Читать книгу Dermaphoria - Craig Clevenger - Страница 10
ОглавлениеJAIL MOVES WITH ME, AN INVISIBLE BOX SURROUNDING MY EVERY STEP WITH every tick of the clock. A Mexican man in a brown jacket and a cowboy hat, who hasn’t smoked in five blocks, lights a cigarette. A woman waiting at a bus stop refolds a newspaper she hasn’t been reading. Someone passes me and I count, one thousand, two thousand, three thousand, before I look back. If they’re not watching me, they’re watching me. Everyone is the Umbrella Man and he is everyone. Every cough, sneeze, smile and wave means both everything and nothing. The signals are everywhere.
Inside the theater—xxx 24 HOUR LIVE NUDE GIRLS xxx—the sign above a glass cabinet of cast latex body parts reads, “See the Token Man for Change.” At the far end of an aisle, beyond row after row of yellow, pink and orange video boxes with nude women smiling for a game show but posing for a doctor, sits the Token Man, an obese ingot of flesh with shiny Elvis hair and a silk shirt covered with palm trees and parrots.
“Something I can help you with?”
“I need change.”
“What kind?”
“I need them to stop following me.”
The Token Man says nothing. He wears a thick, gold rope around his neck and a gold wristwatch the size of a hubcap.

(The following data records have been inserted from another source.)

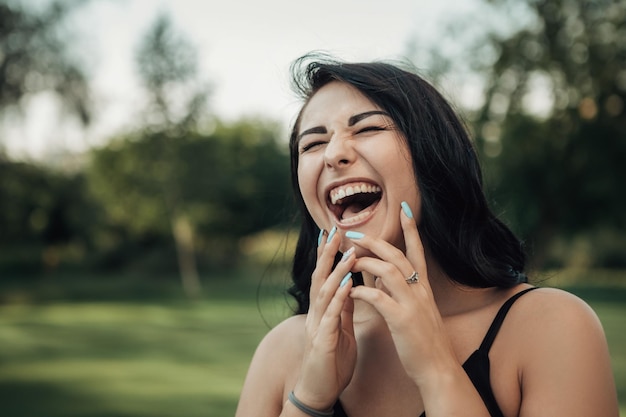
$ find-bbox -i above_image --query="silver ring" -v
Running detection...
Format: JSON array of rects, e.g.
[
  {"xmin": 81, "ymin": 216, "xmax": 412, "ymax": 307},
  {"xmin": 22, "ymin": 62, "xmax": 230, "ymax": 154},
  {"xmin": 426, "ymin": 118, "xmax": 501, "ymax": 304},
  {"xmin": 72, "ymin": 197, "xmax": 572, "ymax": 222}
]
[{"xmin": 405, "ymin": 271, "xmax": 420, "ymax": 284}]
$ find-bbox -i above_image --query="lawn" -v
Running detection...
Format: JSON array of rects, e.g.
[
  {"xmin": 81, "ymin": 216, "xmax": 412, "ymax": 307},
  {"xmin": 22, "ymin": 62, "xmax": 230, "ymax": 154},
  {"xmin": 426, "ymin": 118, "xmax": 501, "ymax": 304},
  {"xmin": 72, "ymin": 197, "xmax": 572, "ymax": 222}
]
[{"xmin": 0, "ymin": 276, "xmax": 626, "ymax": 417}]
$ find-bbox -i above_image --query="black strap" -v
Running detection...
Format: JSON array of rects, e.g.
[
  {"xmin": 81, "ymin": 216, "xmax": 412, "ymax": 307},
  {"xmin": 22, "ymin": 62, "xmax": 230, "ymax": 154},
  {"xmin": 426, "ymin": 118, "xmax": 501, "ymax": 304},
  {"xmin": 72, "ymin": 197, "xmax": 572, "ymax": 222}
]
[{"xmin": 478, "ymin": 287, "xmax": 538, "ymax": 352}]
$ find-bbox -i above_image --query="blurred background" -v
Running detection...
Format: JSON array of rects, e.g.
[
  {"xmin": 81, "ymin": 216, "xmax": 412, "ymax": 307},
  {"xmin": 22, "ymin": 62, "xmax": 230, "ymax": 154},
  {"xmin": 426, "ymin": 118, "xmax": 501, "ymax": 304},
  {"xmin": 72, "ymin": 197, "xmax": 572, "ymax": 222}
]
[{"xmin": 0, "ymin": 0, "xmax": 626, "ymax": 417}]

“I’m here for Desiree.” Trying to break the silence, I’ve only made it longer. The Token Man crosses his arms, the chair beneath him creaking from the slight shift in his weight.
“And who said you’d find Desiree here?”
“Jack and the Beanstalk told me.”
After another leaden half-minute passes. He asks for twenty dollars in exchange for four brass coins, each stamped with “XXX” on one side, “$1.00” on the other. I’m about to ask for the rest of my money, but the Token Man doesn’t look willing to negotiate. If he’s charging his own separate toll across the river to Desiree, I won’t negotiate, either.
“Booth number four,” he says.
A buzzer sounds and I push through a turnstile behind him.
Booth number four is dark and smells like semen, body odor, pine disinfectant and smoke. I try not to breathe through my nose, and stretch the cuff of my sweatshirt over my bare hand as I slide the latch behind me. I feed a token to a coin meter inside, like the kind hooked to an electric pony outside the supermarket, and a window slides open, flooding booth number four with light from a pink room on the other side.
A topless dancer appears, hips and ribs stretching through her skin and a cigarette hanging from her candy red lips, and she moves, oblivious to the dull rhythm pulsing overhead. She’s surrounded by lonely men, consumed with their own want, and she knows it. Their wanting hits the glass while her liquid candy smile passes right through. She slips off her panties as though picking her teeth.
“Desiree?”
“You got something for me, baby?”
There’s a piece of paper—Tips—taped beside a slot below the window. I slide a Jackson through. I’m at a bank in Hell. She spins around once, then slides a bindle back through the slot. I want fresh air, a shower. I want to change my bandages and incinerate my old ones.
The coin box beeps. The woman blows me a kiss as the window slides down, shutting out the pink light. Outside the booth, a man waits with a mop and a bucket of water so dark the mop head disappears beneath the turgid gray murk, shimmering with the pink and blue neon overhead.